# NumPy Basics: Stats, Normalization, and Smoothing

**Goal:** use NumPy arrays to implement the math-y parts of wrangling.

**You’ll do:**
- Compute descriptive stats and handle NaNs
- Normalize/standardize arrays
- Apply simple smoothing for noisy signals

## 1. Setup
- Import `numpy as np`.
- Assume we start from either a Pandas column (`df['col'].to_numpy()`) or a raw array `x`.

## 2. Descriptive Stats with NaNs
- `np.nanmean`, `np.nanmedian`, `np.nanstd`
- Count NaNs: `np.isnan(x).sum()`
- Replace NaNs: `np.nan_to_num(x, nan=...)`

> Exercise: compute z-scores by hand: `z = (x - mean) / std` while ignoring NaNs.

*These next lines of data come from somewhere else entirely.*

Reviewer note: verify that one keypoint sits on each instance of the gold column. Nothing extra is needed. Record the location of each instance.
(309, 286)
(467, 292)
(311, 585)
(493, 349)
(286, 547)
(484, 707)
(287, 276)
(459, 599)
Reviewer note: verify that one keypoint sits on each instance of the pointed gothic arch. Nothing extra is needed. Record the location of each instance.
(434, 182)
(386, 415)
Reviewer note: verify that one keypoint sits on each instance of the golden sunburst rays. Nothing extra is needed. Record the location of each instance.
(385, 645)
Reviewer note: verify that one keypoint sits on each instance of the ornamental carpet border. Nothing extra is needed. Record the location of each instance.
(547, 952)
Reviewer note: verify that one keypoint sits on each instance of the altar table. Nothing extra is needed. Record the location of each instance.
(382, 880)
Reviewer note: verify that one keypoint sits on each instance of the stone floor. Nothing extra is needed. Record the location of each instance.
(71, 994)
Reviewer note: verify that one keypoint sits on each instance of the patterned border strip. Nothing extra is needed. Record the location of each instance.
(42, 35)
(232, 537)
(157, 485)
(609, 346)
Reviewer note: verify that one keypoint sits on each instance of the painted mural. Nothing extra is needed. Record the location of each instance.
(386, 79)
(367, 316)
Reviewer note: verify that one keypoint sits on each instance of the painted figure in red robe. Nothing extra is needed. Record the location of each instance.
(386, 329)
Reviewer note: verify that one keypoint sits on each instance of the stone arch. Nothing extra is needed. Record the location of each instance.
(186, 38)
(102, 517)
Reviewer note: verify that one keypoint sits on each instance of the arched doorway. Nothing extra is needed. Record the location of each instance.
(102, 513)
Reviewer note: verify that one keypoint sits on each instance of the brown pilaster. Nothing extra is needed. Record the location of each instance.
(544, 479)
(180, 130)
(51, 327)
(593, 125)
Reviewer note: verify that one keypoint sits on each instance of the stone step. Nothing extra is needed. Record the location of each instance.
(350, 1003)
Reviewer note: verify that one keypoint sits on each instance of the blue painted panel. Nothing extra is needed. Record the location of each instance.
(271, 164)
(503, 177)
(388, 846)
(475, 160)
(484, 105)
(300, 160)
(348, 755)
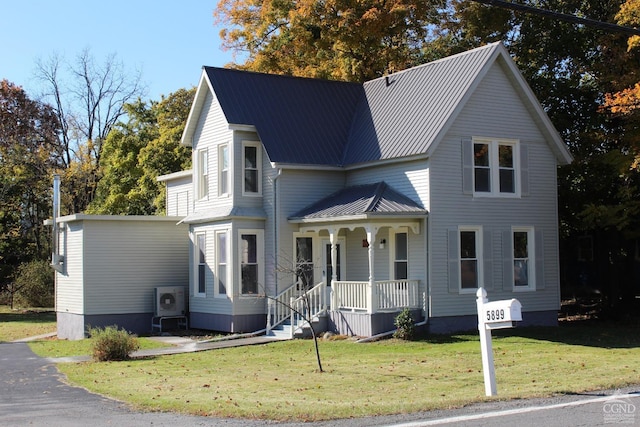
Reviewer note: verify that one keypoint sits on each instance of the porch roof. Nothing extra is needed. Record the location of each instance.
(358, 202)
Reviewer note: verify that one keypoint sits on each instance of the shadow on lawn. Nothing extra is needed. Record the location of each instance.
(590, 333)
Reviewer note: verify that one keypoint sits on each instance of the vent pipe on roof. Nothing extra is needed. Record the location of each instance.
(56, 258)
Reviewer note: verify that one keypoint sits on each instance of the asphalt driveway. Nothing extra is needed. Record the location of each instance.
(33, 393)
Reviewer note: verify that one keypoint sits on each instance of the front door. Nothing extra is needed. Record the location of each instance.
(328, 268)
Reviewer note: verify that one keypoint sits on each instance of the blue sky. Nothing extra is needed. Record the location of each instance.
(169, 41)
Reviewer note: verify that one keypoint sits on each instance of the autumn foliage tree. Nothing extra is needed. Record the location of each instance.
(334, 39)
(88, 99)
(28, 156)
(139, 150)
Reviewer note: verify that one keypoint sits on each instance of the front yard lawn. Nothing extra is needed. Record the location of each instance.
(279, 381)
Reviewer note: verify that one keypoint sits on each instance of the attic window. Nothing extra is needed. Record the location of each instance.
(495, 167)
(203, 174)
(251, 169)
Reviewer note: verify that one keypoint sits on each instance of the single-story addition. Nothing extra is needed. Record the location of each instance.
(407, 191)
(108, 268)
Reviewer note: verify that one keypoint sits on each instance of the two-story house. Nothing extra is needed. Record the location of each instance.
(411, 190)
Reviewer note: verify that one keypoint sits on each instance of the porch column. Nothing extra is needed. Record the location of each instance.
(372, 294)
(333, 239)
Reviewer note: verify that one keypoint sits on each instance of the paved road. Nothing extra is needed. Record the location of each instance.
(33, 393)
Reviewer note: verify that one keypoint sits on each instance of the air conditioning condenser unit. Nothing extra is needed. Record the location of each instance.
(169, 301)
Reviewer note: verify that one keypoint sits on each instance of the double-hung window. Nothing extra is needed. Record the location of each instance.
(495, 167)
(223, 169)
(251, 256)
(203, 174)
(201, 263)
(470, 245)
(523, 258)
(221, 264)
(251, 170)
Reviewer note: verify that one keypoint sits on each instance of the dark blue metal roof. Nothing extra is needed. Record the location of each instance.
(377, 198)
(299, 120)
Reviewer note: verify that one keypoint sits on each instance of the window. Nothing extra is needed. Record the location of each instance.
(495, 167)
(223, 168)
(221, 252)
(251, 169)
(251, 255)
(585, 248)
(304, 262)
(401, 261)
(203, 174)
(470, 258)
(523, 259)
(201, 263)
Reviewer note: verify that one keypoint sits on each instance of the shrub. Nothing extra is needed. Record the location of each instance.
(405, 326)
(111, 343)
(33, 285)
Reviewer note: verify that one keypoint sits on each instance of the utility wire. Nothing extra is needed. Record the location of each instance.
(563, 16)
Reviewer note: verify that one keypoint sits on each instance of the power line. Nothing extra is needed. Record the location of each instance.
(563, 16)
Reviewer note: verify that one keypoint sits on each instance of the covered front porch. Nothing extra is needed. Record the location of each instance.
(357, 266)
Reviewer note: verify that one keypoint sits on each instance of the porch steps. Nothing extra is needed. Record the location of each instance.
(283, 330)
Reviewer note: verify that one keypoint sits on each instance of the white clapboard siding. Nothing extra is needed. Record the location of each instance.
(69, 281)
(494, 110)
(123, 259)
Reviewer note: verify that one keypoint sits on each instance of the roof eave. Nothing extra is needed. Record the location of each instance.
(194, 114)
(361, 217)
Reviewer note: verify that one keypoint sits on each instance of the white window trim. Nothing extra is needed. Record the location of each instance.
(227, 193)
(392, 250)
(196, 264)
(202, 191)
(479, 257)
(494, 169)
(260, 261)
(216, 290)
(258, 164)
(531, 252)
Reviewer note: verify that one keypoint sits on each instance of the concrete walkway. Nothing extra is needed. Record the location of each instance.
(178, 345)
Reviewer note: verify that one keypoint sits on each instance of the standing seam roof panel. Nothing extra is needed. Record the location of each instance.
(404, 112)
(290, 112)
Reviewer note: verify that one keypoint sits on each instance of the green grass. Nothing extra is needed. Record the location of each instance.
(280, 381)
(17, 324)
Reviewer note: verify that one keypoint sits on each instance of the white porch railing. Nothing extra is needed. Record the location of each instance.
(278, 307)
(315, 297)
(387, 295)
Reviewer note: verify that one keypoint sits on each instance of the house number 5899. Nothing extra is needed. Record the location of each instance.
(495, 314)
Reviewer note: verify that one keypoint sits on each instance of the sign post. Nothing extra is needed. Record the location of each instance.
(493, 315)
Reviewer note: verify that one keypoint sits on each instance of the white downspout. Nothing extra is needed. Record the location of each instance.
(276, 218)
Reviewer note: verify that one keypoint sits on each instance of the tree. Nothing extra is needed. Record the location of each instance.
(136, 152)
(335, 39)
(88, 104)
(28, 135)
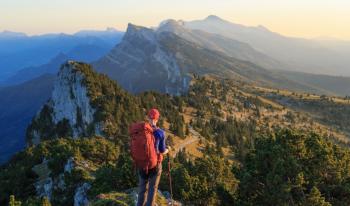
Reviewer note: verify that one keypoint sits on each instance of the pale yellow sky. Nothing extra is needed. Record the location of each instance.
(299, 18)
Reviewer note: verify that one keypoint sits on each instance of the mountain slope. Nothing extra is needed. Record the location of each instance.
(159, 60)
(84, 52)
(237, 128)
(230, 47)
(18, 105)
(336, 85)
(20, 51)
(300, 54)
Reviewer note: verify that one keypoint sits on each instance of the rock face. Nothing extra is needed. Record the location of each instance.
(80, 197)
(68, 112)
(70, 100)
(140, 62)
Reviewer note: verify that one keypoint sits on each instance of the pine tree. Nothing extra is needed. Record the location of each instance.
(13, 201)
(45, 202)
(315, 198)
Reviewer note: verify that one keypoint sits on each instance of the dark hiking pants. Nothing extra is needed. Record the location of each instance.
(148, 186)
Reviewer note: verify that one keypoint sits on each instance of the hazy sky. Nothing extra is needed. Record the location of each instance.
(302, 18)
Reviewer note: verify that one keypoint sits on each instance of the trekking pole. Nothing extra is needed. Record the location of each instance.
(170, 185)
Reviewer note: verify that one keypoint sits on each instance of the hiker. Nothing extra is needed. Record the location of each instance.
(147, 150)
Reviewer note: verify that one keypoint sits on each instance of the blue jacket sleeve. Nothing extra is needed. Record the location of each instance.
(160, 140)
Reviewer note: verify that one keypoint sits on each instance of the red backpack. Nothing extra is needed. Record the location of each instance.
(142, 146)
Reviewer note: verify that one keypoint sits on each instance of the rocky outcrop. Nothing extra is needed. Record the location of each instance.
(70, 99)
(140, 63)
(80, 197)
(68, 112)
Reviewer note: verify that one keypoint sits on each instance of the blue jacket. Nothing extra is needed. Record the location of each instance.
(159, 136)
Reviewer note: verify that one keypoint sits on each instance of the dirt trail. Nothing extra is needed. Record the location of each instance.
(193, 137)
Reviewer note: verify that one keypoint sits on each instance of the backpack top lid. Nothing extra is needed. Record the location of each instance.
(142, 146)
(154, 114)
(139, 127)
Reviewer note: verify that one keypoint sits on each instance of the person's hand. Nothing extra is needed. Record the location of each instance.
(166, 151)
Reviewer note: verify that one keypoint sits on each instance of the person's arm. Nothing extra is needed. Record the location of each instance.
(162, 148)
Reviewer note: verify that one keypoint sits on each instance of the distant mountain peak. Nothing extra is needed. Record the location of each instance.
(133, 31)
(171, 25)
(213, 18)
(7, 34)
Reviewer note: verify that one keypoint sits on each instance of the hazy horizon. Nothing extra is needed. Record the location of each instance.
(295, 18)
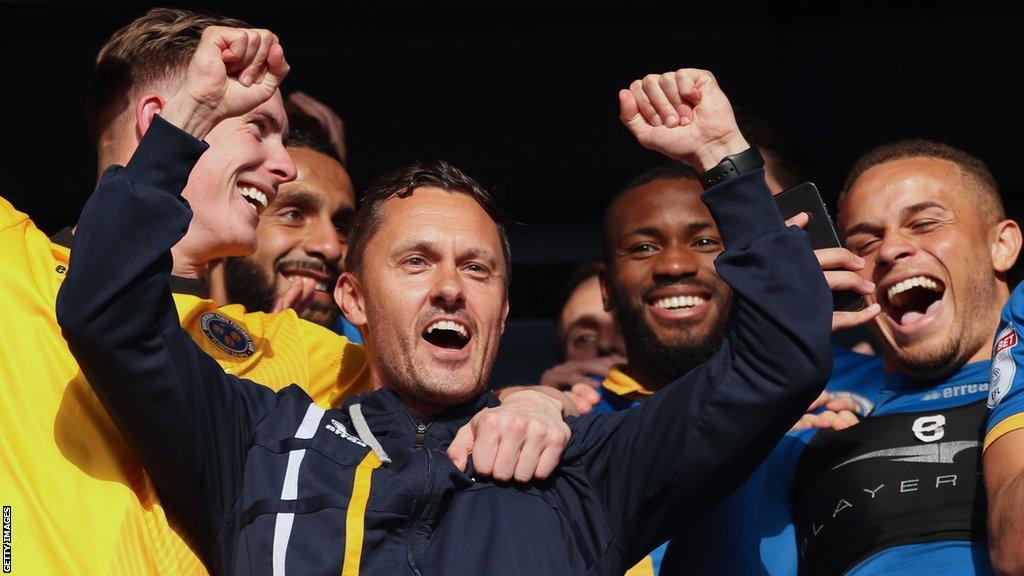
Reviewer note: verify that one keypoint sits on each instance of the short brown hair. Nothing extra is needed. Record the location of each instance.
(154, 47)
(989, 203)
(401, 183)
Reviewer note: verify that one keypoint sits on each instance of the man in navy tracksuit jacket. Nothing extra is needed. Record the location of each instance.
(269, 483)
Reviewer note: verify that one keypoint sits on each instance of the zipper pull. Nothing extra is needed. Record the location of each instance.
(421, 434)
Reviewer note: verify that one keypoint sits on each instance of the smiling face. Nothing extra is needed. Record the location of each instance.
(669, 302)
(302, 237)
(935, 259)
(588, 330)
(431, 294)
(236, 179)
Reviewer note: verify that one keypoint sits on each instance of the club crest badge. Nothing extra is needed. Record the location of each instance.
(1004, 366)
(227, 335)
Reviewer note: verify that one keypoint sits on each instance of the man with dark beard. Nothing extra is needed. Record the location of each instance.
(302, 235)
(672, 307)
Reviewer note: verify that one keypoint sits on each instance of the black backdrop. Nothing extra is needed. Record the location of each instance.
(522, 96)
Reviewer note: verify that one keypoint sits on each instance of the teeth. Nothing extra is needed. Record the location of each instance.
(679, 301)
(449, 325)
(254, 194)
(905, 285)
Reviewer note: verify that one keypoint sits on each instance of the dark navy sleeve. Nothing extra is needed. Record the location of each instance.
(1006, 389)
(184, 418)
(697, 439)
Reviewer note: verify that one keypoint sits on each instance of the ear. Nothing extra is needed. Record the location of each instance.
(602, 280)
(146, 107)
(1006, 245)
(505, 314)
(349, 297)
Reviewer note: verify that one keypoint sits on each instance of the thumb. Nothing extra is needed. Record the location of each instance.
(800, 220)
(588, 397)
(462, 446)
(629, 111)
(233, 44)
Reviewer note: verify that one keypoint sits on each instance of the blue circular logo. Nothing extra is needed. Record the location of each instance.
(227, 335)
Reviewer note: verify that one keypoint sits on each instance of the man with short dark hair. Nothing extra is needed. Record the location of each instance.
(92, 506)
(270, 482)
(302, 235)
(901, 490)
(585, 333)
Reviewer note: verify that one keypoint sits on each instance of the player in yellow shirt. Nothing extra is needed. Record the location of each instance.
(80, 501)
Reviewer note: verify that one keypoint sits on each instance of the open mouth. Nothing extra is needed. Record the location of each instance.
(446, 334)
(912, 299)
(321, 284)
(679, 302)
(254, 197)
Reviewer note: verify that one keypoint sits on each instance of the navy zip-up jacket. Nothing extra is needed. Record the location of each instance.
(270, 484)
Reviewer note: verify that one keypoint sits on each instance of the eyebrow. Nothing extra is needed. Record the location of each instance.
(301, 198)
(904, 213)
(269, 119)
(427, 246)
(652, 231)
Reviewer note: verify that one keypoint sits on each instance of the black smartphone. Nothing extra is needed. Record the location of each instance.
(805, 198)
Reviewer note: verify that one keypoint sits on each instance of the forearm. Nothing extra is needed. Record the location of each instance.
(1006, 527)
(117, 314)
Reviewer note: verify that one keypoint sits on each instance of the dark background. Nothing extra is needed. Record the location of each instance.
(522, 96)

## 3. Normalization & Standardization
- Min-max to [0,1]: `x_minmax = (x - x.min()) / (x.max() - x.min())`
- Standard score: `x_std = (x - mu) / sigma`
- Robust scale (median/MAD): `x_robust = (x - median) / MAD`

> Exercise: compare standard vs robust scaling on a vector with a few extreme values.

## 4. Clipping and Winsorizing (array-only)
- Clip: `np.clip(x, a_min, a_max)` to bound absurd values before modeling
- Winsorize idea: replace extreme tails with boundary values (manual with percentiles)

> Exercise: compute p1 and p99 using `np.percentile` and winsorize manually.

## 5. Smoothing / Noise Reduction
- Simple moving average: use `np.convolve(x, np.ones(k)/k, mode='valid')`
- Centered vs causal windows: pad appropriately if you need same-length output
- Exponential moving average (concept): `y[t] = alpha*x[t] + (1-alpha)*y[t-1]`

> Exercise: implement a function that returns both SMA and EMA for a series and compare.

## 6. Matrix Ops You’ll Actually Use
- Broadcasting rules to combine vectors and columns
- Fast distance computations: `(A[:,None] - B[None,:])**2` then `sum(axis=-1)`
- Batch transforms: apply scaling to 2D arrays column-wise with broadcasting

**Takeaways**
- NumPy = low-level, predictable performance.
- Handle NaNs explicitly or your stats lie.
- Prefer robust scaling when outliers are expected.